The impact of YOD on children

kids and dementiaToday I am in Sydney attending a research workshop about the impact on the children of people diagnosed with younger onset dementia, and my youngest son is here with me as he and one of Christine Bryden’s daughters have been asked to present. They are both moderately terrified, but I know they will be brilliant; they probably are feeling extra pressure because their mothers speak out so much and so publicly!!! I have attached an article on this topic, published by the people who are running the workshop today, with more on this topic soon.

The emotional well being of young people having a parent with younger onset dementia

Karen Hutchinson
Cognitive Decline Partnership Centre, University of Sydney, Australia
Chris Roberts
Northern Clinical School – Hornsby, University of Sydney, Australia
Susan Kurrle
Cognitive Decline Partnership Centre, University of Sydney, Australia; Hornsby Ku-ring-gai
Hospital, Australia
Michele Daly
Northern Clinical School – Hornsby, University of Sydney, Australia


Younger onset dementia (YOD) not only affects the person with the diagnosis but the whole family, which often includes young people. A limited body of research on this group of young people indicates that they experience varying degrees of emotional trauma. We explored the lived experiences of young people having a parent with YOD from the perspective of the social model of disability. Data was available from semi-structured interviews with 12 young people who had a parent with YOD looking at their lived experiences between 10 – 24 years. Thematic analysis identified four main themes: the emotional toll of caring, keeping the family together, grief and loss and psychological distress. The social model of disability theory provides a helpful framework for these families who experience significant emotional distress, demonstrating that the disability is often socially constructed by a society, which marginalizes and excludes them. A ‘whole family’ approach is proposed, where the needs of young people and their parents are respected and responded to age appropriately.

Here is the full article The emotional wellbeing of young people having a parent with younger onset dementia

7 thoughts on “The impact of YOD on children

  1. Oh Kate I am so delighted for you mothers and for everyone attending. I resolve that should I be invited again next year I will manage it no matter what the flight schedule! It sounds like a truly positive and powerful day.
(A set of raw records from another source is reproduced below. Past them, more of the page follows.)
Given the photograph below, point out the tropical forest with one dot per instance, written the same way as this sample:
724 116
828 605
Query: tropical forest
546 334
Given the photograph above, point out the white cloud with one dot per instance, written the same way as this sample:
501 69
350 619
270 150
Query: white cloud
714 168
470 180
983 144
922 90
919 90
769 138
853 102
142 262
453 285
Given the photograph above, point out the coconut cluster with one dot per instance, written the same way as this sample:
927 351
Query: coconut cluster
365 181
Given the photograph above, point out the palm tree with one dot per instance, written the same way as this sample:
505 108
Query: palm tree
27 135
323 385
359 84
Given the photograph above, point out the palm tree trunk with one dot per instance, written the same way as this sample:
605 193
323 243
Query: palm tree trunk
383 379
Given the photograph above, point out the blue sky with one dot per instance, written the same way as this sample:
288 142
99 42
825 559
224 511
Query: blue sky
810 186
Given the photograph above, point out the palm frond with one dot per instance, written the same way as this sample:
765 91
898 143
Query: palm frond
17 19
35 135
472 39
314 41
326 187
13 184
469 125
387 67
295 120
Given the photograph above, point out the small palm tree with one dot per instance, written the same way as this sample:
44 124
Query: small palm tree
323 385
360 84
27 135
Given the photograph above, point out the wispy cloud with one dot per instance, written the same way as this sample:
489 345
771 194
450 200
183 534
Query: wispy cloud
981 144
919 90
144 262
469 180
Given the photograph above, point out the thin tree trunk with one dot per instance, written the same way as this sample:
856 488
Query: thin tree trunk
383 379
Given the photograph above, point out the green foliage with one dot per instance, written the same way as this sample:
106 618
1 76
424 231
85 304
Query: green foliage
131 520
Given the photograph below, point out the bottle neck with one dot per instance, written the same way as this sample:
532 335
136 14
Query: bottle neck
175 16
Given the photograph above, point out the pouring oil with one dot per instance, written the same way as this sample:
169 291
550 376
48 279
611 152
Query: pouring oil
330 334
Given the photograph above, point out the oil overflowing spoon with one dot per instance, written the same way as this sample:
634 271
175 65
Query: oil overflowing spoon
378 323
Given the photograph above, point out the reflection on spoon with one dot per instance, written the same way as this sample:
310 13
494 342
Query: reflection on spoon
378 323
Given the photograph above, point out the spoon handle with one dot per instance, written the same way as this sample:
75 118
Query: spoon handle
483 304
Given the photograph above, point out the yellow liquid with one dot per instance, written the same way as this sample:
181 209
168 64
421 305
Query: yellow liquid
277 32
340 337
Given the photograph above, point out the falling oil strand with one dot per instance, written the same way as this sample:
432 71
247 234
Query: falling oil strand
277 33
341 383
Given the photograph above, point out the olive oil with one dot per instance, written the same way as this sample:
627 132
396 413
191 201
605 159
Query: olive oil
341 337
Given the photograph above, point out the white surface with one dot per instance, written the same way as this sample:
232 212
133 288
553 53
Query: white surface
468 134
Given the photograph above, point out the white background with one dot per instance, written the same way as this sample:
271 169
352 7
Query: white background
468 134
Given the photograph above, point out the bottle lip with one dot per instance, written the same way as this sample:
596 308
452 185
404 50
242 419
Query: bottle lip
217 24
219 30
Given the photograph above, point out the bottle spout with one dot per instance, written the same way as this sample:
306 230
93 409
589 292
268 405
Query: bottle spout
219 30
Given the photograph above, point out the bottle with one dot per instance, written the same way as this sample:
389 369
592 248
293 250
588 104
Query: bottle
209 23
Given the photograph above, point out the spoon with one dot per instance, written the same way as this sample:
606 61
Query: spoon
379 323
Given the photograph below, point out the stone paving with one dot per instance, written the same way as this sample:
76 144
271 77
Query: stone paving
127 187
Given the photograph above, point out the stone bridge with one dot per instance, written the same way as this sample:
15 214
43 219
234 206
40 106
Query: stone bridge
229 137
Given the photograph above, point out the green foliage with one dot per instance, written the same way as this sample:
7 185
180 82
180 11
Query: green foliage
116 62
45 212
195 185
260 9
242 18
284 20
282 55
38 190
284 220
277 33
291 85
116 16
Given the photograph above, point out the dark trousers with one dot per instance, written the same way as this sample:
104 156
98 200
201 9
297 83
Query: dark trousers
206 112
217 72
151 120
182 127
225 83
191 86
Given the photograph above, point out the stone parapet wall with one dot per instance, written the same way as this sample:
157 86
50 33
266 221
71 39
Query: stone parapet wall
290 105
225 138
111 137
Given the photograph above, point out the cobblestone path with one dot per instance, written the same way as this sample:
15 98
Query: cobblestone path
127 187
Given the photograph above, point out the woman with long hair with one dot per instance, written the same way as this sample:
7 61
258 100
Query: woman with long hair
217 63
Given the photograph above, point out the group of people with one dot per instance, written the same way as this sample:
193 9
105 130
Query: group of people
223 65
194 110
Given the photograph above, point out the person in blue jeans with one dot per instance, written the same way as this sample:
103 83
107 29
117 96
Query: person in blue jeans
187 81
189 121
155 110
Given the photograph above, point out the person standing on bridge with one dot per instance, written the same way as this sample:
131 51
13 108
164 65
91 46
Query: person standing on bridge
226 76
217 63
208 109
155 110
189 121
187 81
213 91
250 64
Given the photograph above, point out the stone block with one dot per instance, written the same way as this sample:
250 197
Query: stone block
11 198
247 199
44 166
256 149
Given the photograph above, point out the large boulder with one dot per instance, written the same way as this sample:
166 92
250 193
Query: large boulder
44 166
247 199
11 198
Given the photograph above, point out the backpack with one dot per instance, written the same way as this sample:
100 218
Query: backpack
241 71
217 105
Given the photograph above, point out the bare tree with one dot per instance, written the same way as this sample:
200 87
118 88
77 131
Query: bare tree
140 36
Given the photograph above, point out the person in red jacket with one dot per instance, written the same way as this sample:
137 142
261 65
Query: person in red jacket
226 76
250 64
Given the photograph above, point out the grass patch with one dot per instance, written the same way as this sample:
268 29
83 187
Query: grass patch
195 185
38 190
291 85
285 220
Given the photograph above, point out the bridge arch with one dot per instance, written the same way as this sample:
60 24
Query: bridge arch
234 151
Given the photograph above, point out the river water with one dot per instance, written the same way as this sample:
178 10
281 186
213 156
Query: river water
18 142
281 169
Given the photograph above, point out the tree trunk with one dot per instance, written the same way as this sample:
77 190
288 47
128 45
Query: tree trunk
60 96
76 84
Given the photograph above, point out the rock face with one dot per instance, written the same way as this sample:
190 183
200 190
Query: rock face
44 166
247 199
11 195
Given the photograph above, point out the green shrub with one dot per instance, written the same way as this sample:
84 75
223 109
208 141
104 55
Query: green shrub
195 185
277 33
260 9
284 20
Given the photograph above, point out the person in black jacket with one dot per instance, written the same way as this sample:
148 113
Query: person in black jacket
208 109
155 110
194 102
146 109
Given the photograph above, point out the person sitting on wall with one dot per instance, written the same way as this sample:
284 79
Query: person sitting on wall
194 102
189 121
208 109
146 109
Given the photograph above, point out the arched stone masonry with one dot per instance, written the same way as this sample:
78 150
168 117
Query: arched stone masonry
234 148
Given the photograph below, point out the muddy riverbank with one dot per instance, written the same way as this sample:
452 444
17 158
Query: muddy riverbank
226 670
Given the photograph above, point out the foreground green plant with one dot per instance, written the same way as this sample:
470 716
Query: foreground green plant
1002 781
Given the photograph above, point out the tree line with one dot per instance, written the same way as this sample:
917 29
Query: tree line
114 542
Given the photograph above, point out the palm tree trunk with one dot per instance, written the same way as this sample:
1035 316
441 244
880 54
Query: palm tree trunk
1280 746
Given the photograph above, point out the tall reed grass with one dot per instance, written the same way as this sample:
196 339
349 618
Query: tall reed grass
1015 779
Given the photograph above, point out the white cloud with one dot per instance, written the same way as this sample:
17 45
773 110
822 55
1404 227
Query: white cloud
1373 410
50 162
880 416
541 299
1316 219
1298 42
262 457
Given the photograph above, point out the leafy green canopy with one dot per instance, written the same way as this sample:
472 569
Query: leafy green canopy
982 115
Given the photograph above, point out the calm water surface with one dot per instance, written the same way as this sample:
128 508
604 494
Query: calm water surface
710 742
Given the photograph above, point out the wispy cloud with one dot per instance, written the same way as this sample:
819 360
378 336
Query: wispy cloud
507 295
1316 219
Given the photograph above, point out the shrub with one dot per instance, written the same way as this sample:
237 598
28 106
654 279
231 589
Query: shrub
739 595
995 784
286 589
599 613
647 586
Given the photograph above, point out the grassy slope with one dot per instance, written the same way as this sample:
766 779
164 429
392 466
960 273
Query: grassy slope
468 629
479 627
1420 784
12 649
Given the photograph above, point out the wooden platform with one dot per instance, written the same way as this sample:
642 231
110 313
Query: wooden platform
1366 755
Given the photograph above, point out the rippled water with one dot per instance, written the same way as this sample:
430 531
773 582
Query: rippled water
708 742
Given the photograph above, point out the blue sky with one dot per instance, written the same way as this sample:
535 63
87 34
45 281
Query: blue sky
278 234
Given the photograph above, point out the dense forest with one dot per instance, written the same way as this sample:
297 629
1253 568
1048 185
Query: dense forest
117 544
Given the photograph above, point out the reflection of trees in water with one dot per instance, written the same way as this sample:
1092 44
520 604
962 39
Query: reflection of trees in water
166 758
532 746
Is there anything better than a combined pooling of wisdom from caring souls who collectively become more than the sum of their parts?? What a creative energy you describe. You’ll be exhausted today Kate? I am however, about to email you about September posts to the YOD Facebook page (no rest for the wicked?) :o) xx


  2. Great! My best to them in their presentations. So glad someone is showing concern for the children. It must be difficult on them, especially the younger ones who are more dependent. Keep up the great work Kate. Creator is loving you for this! VK xxoo


    • Thanks VK… it was I suspec the day that will be the beginning of real change, as when shildren get involved and speak up, people realise then things that do need to change… there were five young speakers, all amazing, courageous, and gut wrenchingly honest! lots of tears in the room, but lots of healing too… love and hugs my dear friend xox


  3. Oh Kate I hope this goes really well. I was asked to attend but was unable due to lack of flights at reasonable times mid week. I am with you in spirit. Please give my regards to Christine and also Karen Hutchinson and Mark Gaukroger. My thoughts are with your lovely offspring presenters too. If they are in any way like their mums they’ll be fantastic speakers and advocates and it is in the ‘doing it’ that we realise just what we can do. I’m there with you all in spirit today Kate. Enjoy, and make a difference. x


    • I said hello to everyone for you, and they of course said hello back to you! We wish you were there too, it was a wonderful day, although extremely emotional for the two mothers there! My son and Christine’s daughter were spectacular, brave, honest, incredibly couragteous, as were two sisters who presented later on whose mum is now in aged care, and a young man qo presented about mental health and young people. It was enlightening, and extremely gut wrenching… xxx


  4. Wonderful.. a book that will help them with future talks.. How To Present by michelle bowden. Quite simply, it’s brilliant, and so is she.
    Enjoy the day…


    • Thanks Peter… after seeing my son present yesterday, I’m thinking he might have written the book himself! He was really good, and that (I was told) is not just a mother’s bias!!